Pada saat menggoreng usahakan agar suhu tidak melebihi titik asap (suhu pada saat minyak goreng mengeluarkan asap) dan jangan terlalu kering atau gosong agar protein tidak rusak. Produk-produk hewani sepert daging atau telur, sebaiknya dimasak sampai matang. Hal tersebut karena kondisi setengah matang atau kurang matang akan menimbulkan ancaman bagi kesehatan. Telur mentah atau setengah matang misalnya, masih mengandung zat antigizi (avidin) yang dapat menghambat penyerapan vitamin A.
 
Pemanggangan
Proses pemanggangan biasanya dilakukan terhadap makanan sumber protein, seperti daging sapi, daging ayam, dan ikan. Pemanggangan juga bisa menyebabkan  kerusakan zat gizi terkait dengan suhu yang digunakan dan lamanya pemanggangan. Gizi yang mudah rusak oleh pemanggangan adalah vitamin dan protein.
 
Cara mengurangi kerusakan zat gizi akibat lamanya waktu pemanggangan, yaitu terlebih dahulu masukan bahan makanan ke dalam microwave selama dua menit, kemudian baru dipanggang. Dengan microwave, energi gelombang mikro dianggap tidak mempengaruhi degradasi (penurunan) komponen gizi makanannya, hanya peningkatan suhu yang diperkirakan mempengaruhinya. Telah dibuktikan bahwa pemanasan dengan microwave dapat mempertahankan gizi vitamin C lebih baik dibandingkan dengan cara pengukusan atau perebusan dengan air.
 
Ketika memanggang daging atau ikan usahakan jangan terlalu lama agar tidak timbul zat yang bersifat karsinogen (pencentus kanker).
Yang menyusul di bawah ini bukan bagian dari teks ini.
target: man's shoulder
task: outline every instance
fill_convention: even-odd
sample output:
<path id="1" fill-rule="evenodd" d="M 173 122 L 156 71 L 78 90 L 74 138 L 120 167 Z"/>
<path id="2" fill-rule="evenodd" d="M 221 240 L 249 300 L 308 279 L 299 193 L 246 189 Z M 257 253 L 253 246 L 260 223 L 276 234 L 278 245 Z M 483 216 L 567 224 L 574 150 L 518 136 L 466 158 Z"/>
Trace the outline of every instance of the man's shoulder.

Proses pemanggangan yang mengeluarkan asap mengandung polycyclic karsinogenik aromatic hydrocarbon atau yang dikenal dengan istilah PAHs. Zat ini menempel pada permukaan bahan makanan yang sedang dimasak dengan dipanggang. Saat daging, ayam, dan ikan dimasak pada suhu tinggi dan dalam waktu yang lama atau well-done justeru menciptakan karsinogenik.